As to (b), sometimes mod_security and mod_rewrite can interfere with each other, since they both want to do URL parsing/filtering.

If mod_security parses the URL first, and a user has a aggressive or very specific set of rules enabled, theoretically mod_security can mangle/rewrite/'normalise' a URL request that mod_rewrite may be expected to act upon.

While I am not sure exactly of the sequencing of how Apache processes new URL requests if both modules are loaded in RAM at web server startup, I suspect the load sequence of modules in httpd.conf has some influence on how URL requests are processed by Apache.

So you might perhaps want to make a recommendation to users to make sure mod_rewrite is loaded up in httpd.conf before mod_security is, so that perhaps mod_rewrite gets to have a go at the URL first, and mod_security only gets to work with the result.

2

Re: All those new mod_rewrite rules in 1.3dev .htaccess?

I don't see what users acctually get with URLs like "topics/222/page/2/", beacuse Google will index Punbb default URLs as well, and since there is a Google Sitemap mod I don't see any need for this if the webmaster wont be able to male URLs SEO friendly (add some text to them).

If the rules are well writen (most used rules at the begining with a flag telling Apache not to parse any more rules) 50 rules won't be a big overhead to the server.

http://www.info-mob.com/forum/ - Croatian forum only, don't bother if you don't speak Croatian :)

Re: All those new mod_rewrite rules in 1.3dev .htaccess?

sirena wrote:

(a) Will they slow down a site that uses them? There are quite a few rules - over 50 - for Apache to parse in there. Is there a server load issue users should be aware of?

I really don't know. They will of course add some overhead, but I doubt Apache parses the rules every time. It will of course have to execute the regular expressions but the actual parsing must be cached.

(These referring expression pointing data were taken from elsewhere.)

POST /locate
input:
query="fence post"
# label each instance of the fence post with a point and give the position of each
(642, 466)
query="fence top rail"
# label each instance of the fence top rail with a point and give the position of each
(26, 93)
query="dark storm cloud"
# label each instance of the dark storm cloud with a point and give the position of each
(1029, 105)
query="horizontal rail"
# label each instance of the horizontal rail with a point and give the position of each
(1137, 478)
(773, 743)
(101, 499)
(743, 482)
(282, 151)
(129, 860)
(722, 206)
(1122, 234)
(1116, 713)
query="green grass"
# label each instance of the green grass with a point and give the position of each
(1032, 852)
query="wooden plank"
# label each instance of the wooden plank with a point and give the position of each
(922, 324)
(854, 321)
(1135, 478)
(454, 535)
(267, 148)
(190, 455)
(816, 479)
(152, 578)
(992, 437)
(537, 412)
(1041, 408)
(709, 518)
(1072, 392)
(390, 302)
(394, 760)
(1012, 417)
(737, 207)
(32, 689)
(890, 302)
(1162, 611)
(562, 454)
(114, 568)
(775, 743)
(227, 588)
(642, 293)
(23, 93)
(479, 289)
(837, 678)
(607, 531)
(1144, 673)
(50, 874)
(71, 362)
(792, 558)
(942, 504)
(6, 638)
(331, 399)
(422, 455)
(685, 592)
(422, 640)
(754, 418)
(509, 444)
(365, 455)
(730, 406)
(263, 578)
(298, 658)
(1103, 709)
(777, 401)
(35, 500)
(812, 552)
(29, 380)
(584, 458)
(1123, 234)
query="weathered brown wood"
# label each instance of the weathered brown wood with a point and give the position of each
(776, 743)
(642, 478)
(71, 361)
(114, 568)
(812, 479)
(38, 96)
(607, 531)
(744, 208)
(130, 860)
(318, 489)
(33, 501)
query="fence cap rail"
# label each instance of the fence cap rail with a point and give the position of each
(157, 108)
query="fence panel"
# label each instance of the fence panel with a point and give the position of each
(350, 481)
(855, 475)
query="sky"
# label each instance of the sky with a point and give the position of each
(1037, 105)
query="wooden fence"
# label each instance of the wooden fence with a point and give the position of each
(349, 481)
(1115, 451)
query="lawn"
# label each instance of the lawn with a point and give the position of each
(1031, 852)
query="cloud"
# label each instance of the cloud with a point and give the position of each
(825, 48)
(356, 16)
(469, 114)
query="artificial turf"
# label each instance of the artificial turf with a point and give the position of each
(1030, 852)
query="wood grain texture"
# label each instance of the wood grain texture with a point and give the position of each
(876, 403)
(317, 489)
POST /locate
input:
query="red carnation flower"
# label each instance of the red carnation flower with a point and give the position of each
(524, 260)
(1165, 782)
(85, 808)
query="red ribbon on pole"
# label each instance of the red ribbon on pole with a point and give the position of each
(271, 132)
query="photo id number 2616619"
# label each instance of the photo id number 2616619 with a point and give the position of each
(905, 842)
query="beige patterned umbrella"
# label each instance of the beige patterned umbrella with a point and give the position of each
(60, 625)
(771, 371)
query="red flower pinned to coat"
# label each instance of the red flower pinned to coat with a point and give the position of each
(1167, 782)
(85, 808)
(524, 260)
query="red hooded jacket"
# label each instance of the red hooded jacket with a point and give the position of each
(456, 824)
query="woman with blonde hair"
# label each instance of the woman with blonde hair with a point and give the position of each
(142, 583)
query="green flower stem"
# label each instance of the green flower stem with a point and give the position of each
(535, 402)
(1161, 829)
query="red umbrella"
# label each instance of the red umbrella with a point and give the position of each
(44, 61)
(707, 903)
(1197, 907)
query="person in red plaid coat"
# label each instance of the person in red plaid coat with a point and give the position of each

I will keep the mod_security problem in mind. However, it's more a server configuration issue than a PunBB issue. Most users run their forums hosted by large hosting companies and one must assume they are aware of the issue.

"Programming is like sex: one mistake and you have to support it for the rest of your life."

Re: All those new mod_rewrite rules in 1.3dev .htaccess?

I feel not so confortable to use such a .htaccess (but maybe I'm wrong), so I suggest a method that implies only one rewrite rule and a new php file.

The rewrite rule is generic, like this one (to be optimized, with the right matching-option for each field):
(thi example is only for topic, post and forum viewing, to be extended)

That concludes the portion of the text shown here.